Another interesting change from Super Meat Boy is the fact that The End is Nigh takes place in a sort of Metroidvania-styled interconnected world rather than an explicit series of levels. Yes, we’re mixing indie game staple genres now with a Metroidvania frustration platformer. Some of the levels even have minor puzzle elements! It’s indieception! In all seriousness, the tightness of The End is Nigh’s level design and gameplay are representative of the fine-tuning that frustration platformers received during the period where everybody was making them. It’s nice in a way, especially when you consider the collectable tumors and game carts scattered throughout the levels that add a new dimension of challenge.

Then you’ll die ten times on the same jump, at which point you start to remember why we stopped playing these (we got jobs, started families, decided to do better things with our lives like the aforementioned Clorox cocktails) and it feels a little less nice.

Something must also be said for the game’s presentation, which is surprisingly great-looking. I’d argue that this is another throwback, a memory of a time when indie games had to look and play great to get any attention at all. For a little black blob Ash exudes a lot of character, much like earlier McMillen-born black blob Gish (who may or may not make a cameo appearance here), and each area has its own unique feel that makes progression a joy. I played the Switch version specifically for this review and found the game to fit perfectly on the little hybrid that could, so if you own one (and you should by now!) then it’s a good fit for The End is Nigh.

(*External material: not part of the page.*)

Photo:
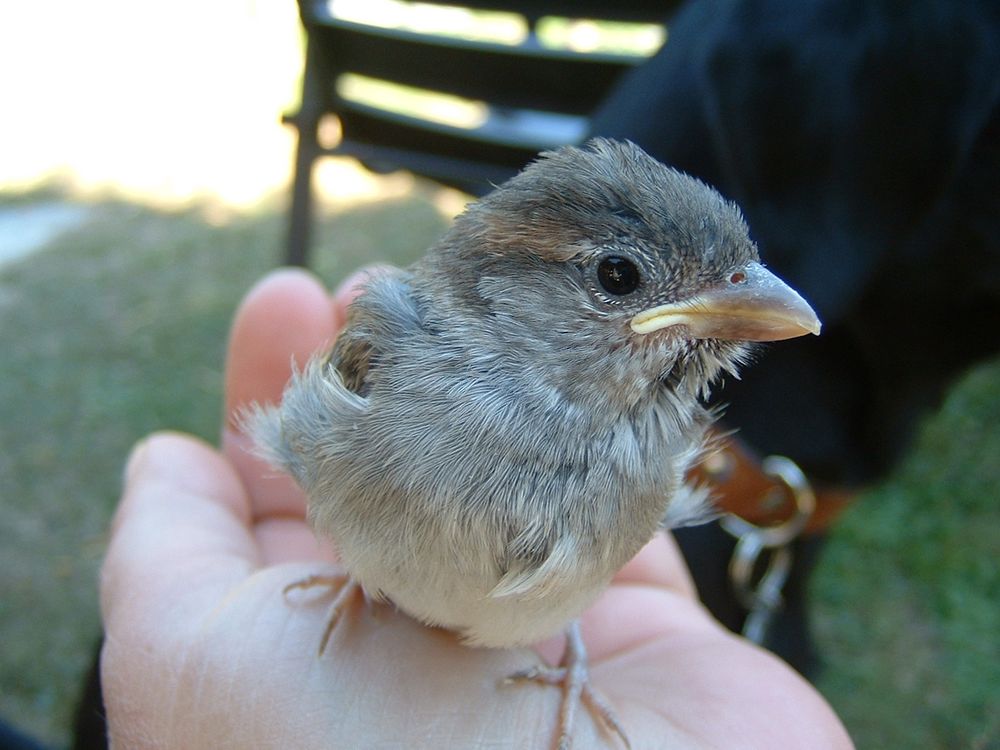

If frustration platformers had gotten big today I’d be writing snide articles about how they’re bait for the modern generation of screaming adolescent YouTubers. Instead, I can write snide articles about how they saturated the market with me-too clones, so basically I’m able to win no matter the circumstances. I considered inserting a paragraph about how “discoverability” problems on Steam are directly related to the everyone-can-make-games and we-need-top-billing-too indie paradigms of the early 2010s, but we’ve already strayed from the topic a bit too much.

Snideness aside, The End is Nigh is a superlative example of a genre whose fifteen minutes of fame has come and gone and a great callback to what was arguably the best game of that genre. If you’ve got fond memories of staying up late flipping out over Super Meat Boy, you can’t really go wrong here.